As I said, a variable is not visible to the code if it is defined outside of the block in which it was initialized. Let's see an example:

int x;
x = 6;
if (x >= 4) {
   int y = 3;
}
x = y;// переменная y здесь не видна!

And as a result we get an error:

Error:(10, 21) java: cannot find symbol
  symbol:   variable y
  location: class com.codeGym.test.type.Main

Scopes can be nested (if we declared a variable in the first, outer block, then it will be visible in the inner one).

Conclusion

Today we got acquainted with eight primitive types in Java. These types can be divided into four groups:

• Integers: byte, short, int, long are signed integers.
• Floating point numbers - this group includes float and double - types that store numbers up to a certain decimal place.
• Boolean values ​​- boolean - store values ​​of type "true/false".
• Symbols - this group includes the char type.

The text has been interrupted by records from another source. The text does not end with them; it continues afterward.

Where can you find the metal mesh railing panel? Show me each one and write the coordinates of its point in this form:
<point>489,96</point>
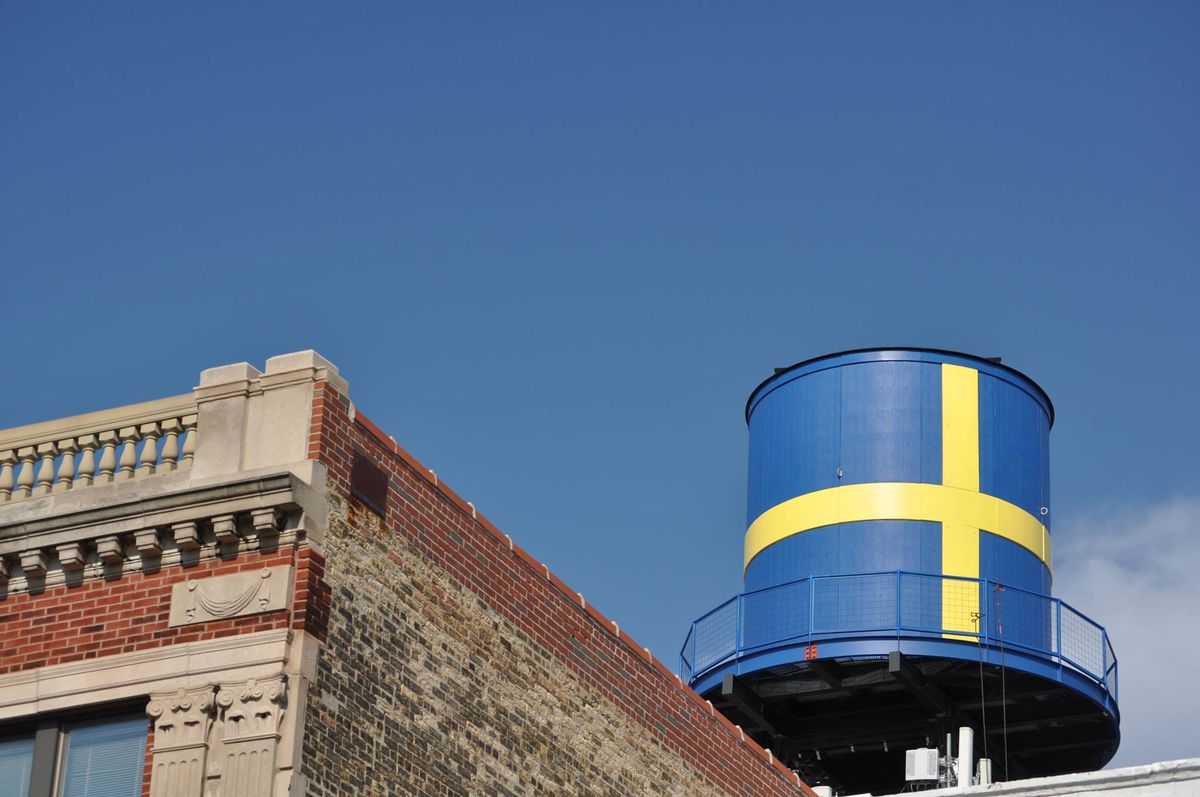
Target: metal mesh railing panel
<point>775,615</point>
<point>1083,642</point>
<point>715,636</point>
<point>921,603</point>
<point>853,603</point>
<point>1019,617</point>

As the text above showed, the primitives in Java are not so primitive and allow you to solve many problems efficiently. But this introduces some peculiarities that should be kept in mind if we do not want to encounter unpredictable behavior of our program. As they say, you have to pay for everything. If we want a primitive with a “cool” (wide) range — something like a long — we sacrifice allocating a larger chunk of memory and vice versa. By saving memory and using byte, we get a limited range from -128 to 127.